Judith Moore; or, Fashioning a Pipe
the felling of more trees beyond. Next spring the plough would pass straight from end to end, and the seed-drill would sow the space which now he was about to sow in the old classic fashion—as they sowed, in intervals of stormy peace, the grain after the wooden ploughs on the Swiss hillsides; as Ulysses sowed the salt upon the seashore; as the sowers sowed the seed in the far-off East, as has been handed down to us in a matchless allegory. 

 He began his task, hand and foot moving in rhythm, and cadenced by the sharp swish, swish of the grain as it left his hand, spreading fan-wise over the soil.

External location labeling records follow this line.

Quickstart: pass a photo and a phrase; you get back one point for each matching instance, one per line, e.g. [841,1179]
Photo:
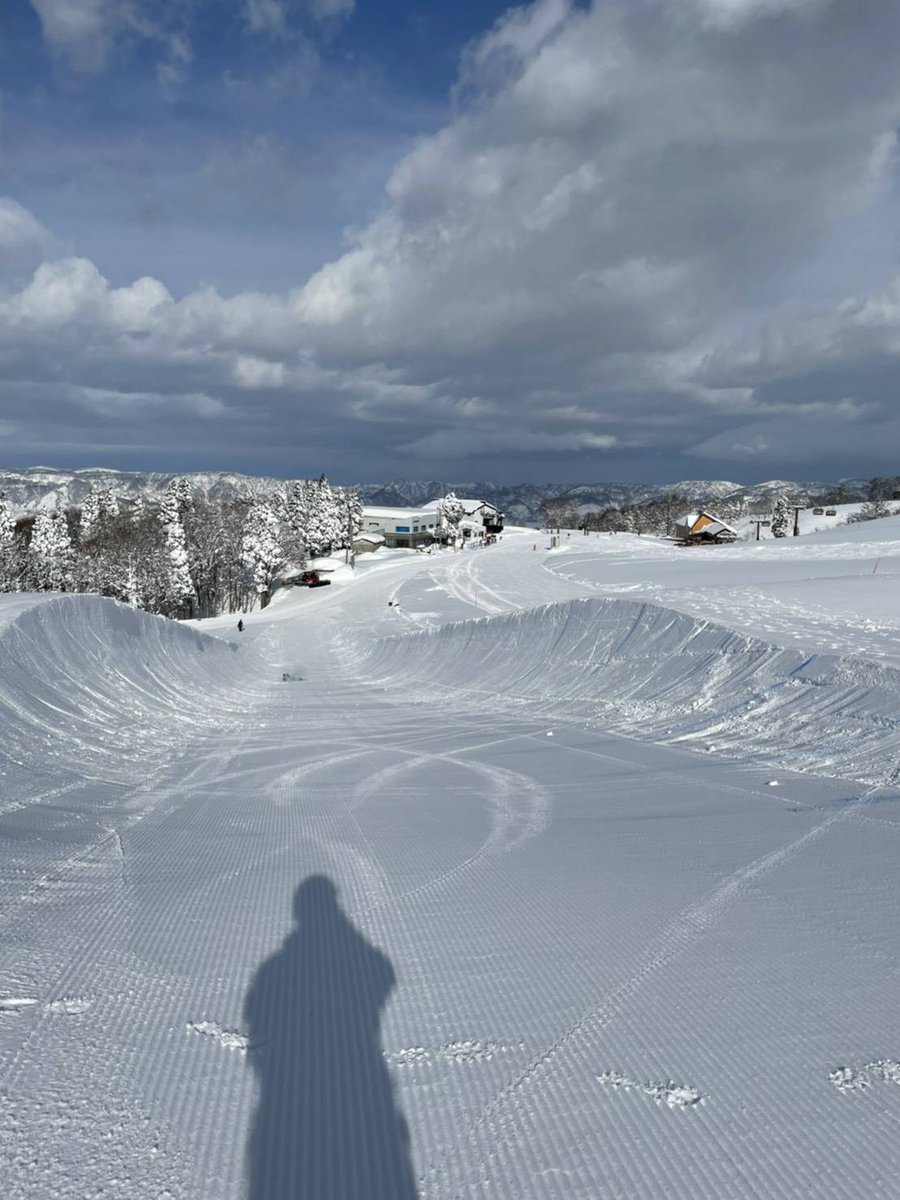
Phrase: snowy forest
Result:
[179,557]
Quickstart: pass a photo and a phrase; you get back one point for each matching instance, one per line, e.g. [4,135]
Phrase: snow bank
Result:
[90,687]
[657,673]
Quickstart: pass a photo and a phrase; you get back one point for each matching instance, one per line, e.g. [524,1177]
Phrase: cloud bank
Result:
[649,231]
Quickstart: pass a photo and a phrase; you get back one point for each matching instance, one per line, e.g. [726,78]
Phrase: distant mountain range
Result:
[36,487]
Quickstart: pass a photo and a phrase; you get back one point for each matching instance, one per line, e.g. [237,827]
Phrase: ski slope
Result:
[564,874]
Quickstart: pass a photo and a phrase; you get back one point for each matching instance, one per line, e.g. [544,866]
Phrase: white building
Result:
[401,527]
[480,515]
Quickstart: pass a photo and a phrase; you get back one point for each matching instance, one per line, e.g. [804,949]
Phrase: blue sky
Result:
[640,239]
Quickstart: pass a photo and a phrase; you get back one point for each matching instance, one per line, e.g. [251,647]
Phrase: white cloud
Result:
[81,29]
[613,211]
[252,372]
[731,15]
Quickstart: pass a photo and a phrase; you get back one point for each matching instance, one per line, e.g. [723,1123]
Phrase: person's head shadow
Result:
[327,1125]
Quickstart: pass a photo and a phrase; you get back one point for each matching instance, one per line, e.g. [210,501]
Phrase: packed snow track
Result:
[558,876]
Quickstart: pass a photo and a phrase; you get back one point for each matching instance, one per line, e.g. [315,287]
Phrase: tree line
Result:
[178,556]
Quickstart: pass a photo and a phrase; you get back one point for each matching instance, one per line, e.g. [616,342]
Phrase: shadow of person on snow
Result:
[327,1125]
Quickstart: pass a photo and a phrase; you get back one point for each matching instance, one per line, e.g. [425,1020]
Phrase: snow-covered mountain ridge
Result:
[35,487]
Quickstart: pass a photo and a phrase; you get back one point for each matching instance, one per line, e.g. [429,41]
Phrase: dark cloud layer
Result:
[654,235]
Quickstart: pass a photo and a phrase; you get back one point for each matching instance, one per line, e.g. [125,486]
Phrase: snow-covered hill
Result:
[552,874]
[36,487]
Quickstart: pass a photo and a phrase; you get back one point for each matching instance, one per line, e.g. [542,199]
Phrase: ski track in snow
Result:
[618,965]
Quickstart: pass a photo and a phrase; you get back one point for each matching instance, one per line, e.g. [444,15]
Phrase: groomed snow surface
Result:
[513,873]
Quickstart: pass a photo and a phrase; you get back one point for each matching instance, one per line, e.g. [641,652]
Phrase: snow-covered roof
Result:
[468,503]
[370,510]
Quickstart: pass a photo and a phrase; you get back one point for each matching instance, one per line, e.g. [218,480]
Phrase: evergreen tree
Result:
[9,556]
[780,516]
[179,589]
[262,550]
[451,514]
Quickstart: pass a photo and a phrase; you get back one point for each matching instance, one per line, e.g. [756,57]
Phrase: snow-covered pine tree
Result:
[451,514]
[91,511]
[295,521]
[322,521]
[179,591]
[780,516]
[9,557]
[51,551]
[262,550]
[351,509]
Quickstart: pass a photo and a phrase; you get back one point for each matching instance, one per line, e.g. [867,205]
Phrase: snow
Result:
[564,875]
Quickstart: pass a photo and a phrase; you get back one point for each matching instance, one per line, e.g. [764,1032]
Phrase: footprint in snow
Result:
[858,1079]
[228,1038]
[67,1006]
[466,1051]
[675,1096]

It takes a strong wrist and a peculiar "knack" to sow grain well by hand; he had both. 

 The dog followed him for a couple of ridges, but, besides the ploughed ground being distasteful to him (for he was a dainty dog and fastidious), the buckwheat hit him in the eyes, and his master paid no heed to him, a combination of circumstances not be borne; hence, he shortly betook himself to the woodland, where he raised a beautiful little wild rabbit and coursed after it, until with a final kick of its furry heels it landed safe beneath a great pile of black walnut logs, built up criss-cross fashion to mellow for the market. Rufus (named from "William the Red, surnamed Rufus") returned to his master, not dejectedly, but with a melancholy contempt for rabbits that would not "run it out," but took shelter in a sneaking way where they could not be come at. 

 By this time Andrew was well on with his work. The sack beneath his arm was growing limp, he himself was warm. He paused as a bird flew up from a turned sod at his feet, and a little search showed the simple nest of a grey-bird—open to the sun and rain, built guilelessly, without defence of strategy or strength. 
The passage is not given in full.